If you were curious as to whether they would let you bring a frying pan and a couple of eggs into the Australian Open, the answer seems to be a resounding yes.
We are still awaiting word on bacon, though.
What we have here is someone who is either trying to be clever or sate his hunger—perhaps both. Either way, the real question is how this picture could possibly be devoid of bacon, a breakfast staple.
The second thought might be how one gets through the turnstile with all the fixings for brunch. Our previous assumption that only hobbits carry cooking utensils around seems to be horribly unfounded. Essentially, the security at Hisense Arena is fairly relaxed.
Now, as for the temperature, NDTV reports heat reached 42 degrees Celsius, or 108 Fahrenheit, necessitating the roof to be closed after the first set because of the Australian Open's "extreme heat policy."
CNN's Jethro Mullen reports things may get a tad bit hotter heading into the weekend, because temperatures could reach 44 degrees Celsius (111 degrees Fahrenheit) in the coming days.
Yeah man, but it's a dry heat.
Sports Illustrated's Courtney Nguyen paints a pretty grim picture when it comes to the scorching heat athletes and fans have to deal with in Melbourne, reporting, "a ball kid fainted and a Canadian qualifier who also collapsed on the court blasted the tournament for playing through “inhumane” conditions."
Caroline Wozniacki remarked, "I put the [water] bottle down on the court and it started melting a little bit underneath — the plastic — so you knew it was warm."
OK, so it's hot enough to melt plastic, but can it sizzle your eggs enough to satisfy a nonchalant food critic?
Here is a BBC host attempting to fry an egg in Death Valley, Calif. as temperatures loom around 52 degrees Celsius.
As you can see, you are at best going to get a slow-cooked egg, which is probably as unappetizing as it sounds, or worse, you might get some lukewarm raw eggs.
LiveScience's Nicholas Gerbis breaks it down further:
Denaturation accounts for why egg whites change from transparent to opaque when you cook them, and the process cannot kick off below around 158 degrees F (70 C).

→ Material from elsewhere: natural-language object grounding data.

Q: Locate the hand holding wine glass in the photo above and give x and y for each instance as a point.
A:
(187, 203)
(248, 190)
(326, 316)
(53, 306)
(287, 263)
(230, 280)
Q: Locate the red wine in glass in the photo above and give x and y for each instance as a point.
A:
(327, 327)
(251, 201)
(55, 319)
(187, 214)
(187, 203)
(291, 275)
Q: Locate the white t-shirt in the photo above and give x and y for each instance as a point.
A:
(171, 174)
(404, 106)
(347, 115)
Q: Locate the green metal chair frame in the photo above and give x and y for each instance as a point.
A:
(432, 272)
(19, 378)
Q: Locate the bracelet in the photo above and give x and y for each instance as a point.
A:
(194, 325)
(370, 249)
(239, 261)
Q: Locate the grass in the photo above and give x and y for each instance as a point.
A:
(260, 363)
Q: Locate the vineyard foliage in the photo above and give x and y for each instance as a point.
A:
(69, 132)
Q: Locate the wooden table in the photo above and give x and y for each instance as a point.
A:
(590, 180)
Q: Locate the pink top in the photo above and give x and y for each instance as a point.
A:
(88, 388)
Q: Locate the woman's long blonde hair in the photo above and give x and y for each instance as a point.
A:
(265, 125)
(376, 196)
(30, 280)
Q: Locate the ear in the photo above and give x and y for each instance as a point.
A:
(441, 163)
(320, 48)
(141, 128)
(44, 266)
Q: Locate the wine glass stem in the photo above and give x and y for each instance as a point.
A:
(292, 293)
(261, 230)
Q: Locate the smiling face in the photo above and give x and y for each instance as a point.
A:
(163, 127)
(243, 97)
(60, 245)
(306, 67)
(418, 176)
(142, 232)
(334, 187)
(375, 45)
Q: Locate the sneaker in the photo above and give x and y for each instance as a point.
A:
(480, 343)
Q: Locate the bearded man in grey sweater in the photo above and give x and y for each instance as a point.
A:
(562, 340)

Let’s stack the deck in favor of the myth. The hottest temperature ever recorded on Earth was 134 degrees Fahrenheit (56.7 degrees Celsius) was actually recorded in Death Valley on July 10, 1913 (declared so in September, 2012). That’s not hot enough to cook an egg, but it’s also not as far off as it sounds. Sidewalks, after all, often blaze hotter than the surrounding air because they store heat and release it in an every-changing energy balance.
Still, Gerbis contends the extra stored heat isn't enough to properly cook your egg, even in that remarkable condition.
So now you know that taking eggs into the Australian Open, while hilarious, is a pretty awful way to prepare the most important meal of the day.
As long as it takes your mind off the heat, we say it's worth it though.